Notre investigation se conclut fréquemment par une recommandation d'évaluation psychologique et psychiatrique, qui débouche elle-même généralement sur un traitement. Sur les conseils de Florence Thibaut, nous privilégions une prise en charge par les centres ressources pour les intervenants auprès des auteurs de violence sexuelle (Criavs). Nous recommandons également une affectation qui limite le risque de récidive, notamment une absence de lien avec les enfants et les adolescents, ainsi que la nomination d'un référent prêtre ou laïc auquel se confier en cas de nouveaux troubles. Dans certains cas graves néanmoins, nous n'envisageons pas de mission au sein de l'Église. Pour autant, le retour à l'état laïc reste décidé par Rome. J'estime, à cet égard, qu'il peut y avoir une dérive vers un comportement à la « Ponce Pilate » en excluant un prêtre pédophile.
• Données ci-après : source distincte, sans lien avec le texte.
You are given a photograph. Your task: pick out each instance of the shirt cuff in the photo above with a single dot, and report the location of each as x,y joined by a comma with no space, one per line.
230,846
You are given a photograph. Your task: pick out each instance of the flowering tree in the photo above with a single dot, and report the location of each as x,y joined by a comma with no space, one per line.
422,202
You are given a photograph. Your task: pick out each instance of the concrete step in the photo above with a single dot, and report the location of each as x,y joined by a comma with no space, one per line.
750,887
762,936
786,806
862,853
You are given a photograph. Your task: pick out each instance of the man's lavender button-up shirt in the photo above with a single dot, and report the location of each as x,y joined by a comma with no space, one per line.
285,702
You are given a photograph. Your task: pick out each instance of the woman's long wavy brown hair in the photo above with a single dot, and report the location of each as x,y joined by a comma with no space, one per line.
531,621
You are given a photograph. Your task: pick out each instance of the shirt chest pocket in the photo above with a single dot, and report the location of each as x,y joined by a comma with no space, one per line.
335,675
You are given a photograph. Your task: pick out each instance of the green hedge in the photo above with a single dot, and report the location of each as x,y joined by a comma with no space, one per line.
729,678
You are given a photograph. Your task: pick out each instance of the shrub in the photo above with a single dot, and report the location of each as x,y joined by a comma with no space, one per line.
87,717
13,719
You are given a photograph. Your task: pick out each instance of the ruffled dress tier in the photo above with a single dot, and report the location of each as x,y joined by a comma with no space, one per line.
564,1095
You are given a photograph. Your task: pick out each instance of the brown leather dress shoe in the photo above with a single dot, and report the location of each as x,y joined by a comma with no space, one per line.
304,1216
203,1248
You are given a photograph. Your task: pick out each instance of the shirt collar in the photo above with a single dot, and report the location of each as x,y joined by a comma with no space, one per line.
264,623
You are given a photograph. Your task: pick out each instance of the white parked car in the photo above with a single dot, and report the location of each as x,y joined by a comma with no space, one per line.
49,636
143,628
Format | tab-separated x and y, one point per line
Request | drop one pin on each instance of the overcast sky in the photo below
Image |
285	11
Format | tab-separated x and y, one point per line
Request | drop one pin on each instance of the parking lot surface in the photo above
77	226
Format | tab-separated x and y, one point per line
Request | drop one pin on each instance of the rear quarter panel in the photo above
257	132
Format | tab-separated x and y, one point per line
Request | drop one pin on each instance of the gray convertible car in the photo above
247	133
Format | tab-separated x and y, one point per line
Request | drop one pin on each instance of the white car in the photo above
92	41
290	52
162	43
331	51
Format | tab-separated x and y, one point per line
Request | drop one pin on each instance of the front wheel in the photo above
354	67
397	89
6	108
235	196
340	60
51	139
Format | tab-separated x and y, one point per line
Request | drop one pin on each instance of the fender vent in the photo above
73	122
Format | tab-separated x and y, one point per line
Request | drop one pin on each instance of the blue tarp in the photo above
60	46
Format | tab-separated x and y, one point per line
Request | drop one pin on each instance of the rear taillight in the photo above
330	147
Lorsqu'existe un risque de récidive, un solide soutien interne peut, au contraire, s'avérer plus efficace. Pour garantir l'absence de contact d'un prêtre avec des mineurs, nous proposons souvent qu'il ne puisse être nommé curé, poste auquel il jouirait d'une certaine indépendance dans l'organisation de sa mission. Il peut en revanche être envisagé de le placer comme adjoint d'un curé dans une paroisse plus importante.

Le rôle de notre commission demeure modeste, mais elle dialogue en confiance avec les évêques qui la saisissent, par essence dans une démarche volontaire. Nous avons déjà traité vingt cas - dix-neuf prêtres, dont deux religieux, et un diacre permanent - à la demande de dix-sept évêques. Parallèlement, il n'est pas rare que des évêques, hors de notre recours, travaillent avec les Criavs ou suspendent directement un prêtre. Notre commission entretient un lien limité avec la cellule permanente de la Conférence des évêques de France, laquelle est toutefois destinataire de rapports sur nos constatations.

Il convient, à mon sens, de distinguer trois périodes s'agissant des réactions de l'Église face aux actes de pédophilie commis par des prêtres : autrefois, les affaires étaient traitées en interne pour taire tout scandale et éviter de dénoncer un membre de l'Église ; puis, à partir des années 2000, à la faute morale s'est ajoutée la faute pénale et la justice a presque systématiquement été saisie ; enfin, plus récemment, la dimension psychique de l'acte pédophile a été considérée. Dans certains cas, les évêques ont dénoncé des prêtres coupables de pédophilie, puis les ont, sans réfléchir à la nécessité, par exemple, de poursuivre un traitement, réaffectés en paroisse après leur peine. Progressivement, l'Église développe la prévention et améliore la détection des personnes à risque, qui recherchent systématiquement à se voir confier une fonction auprès d'enfants. Dans ce cadre, notre mission consiste à rappeler le mal que représente la pédophilie, qui autrefois, dans l'art ou dans les récits historiques, a pu faire l'objet d'une regrettable banalisation. D'ailleurs, parmi nos critères d'évaluation du risque de récidive figure la conscience que le prêtre coupable a de la gravité de ses actes.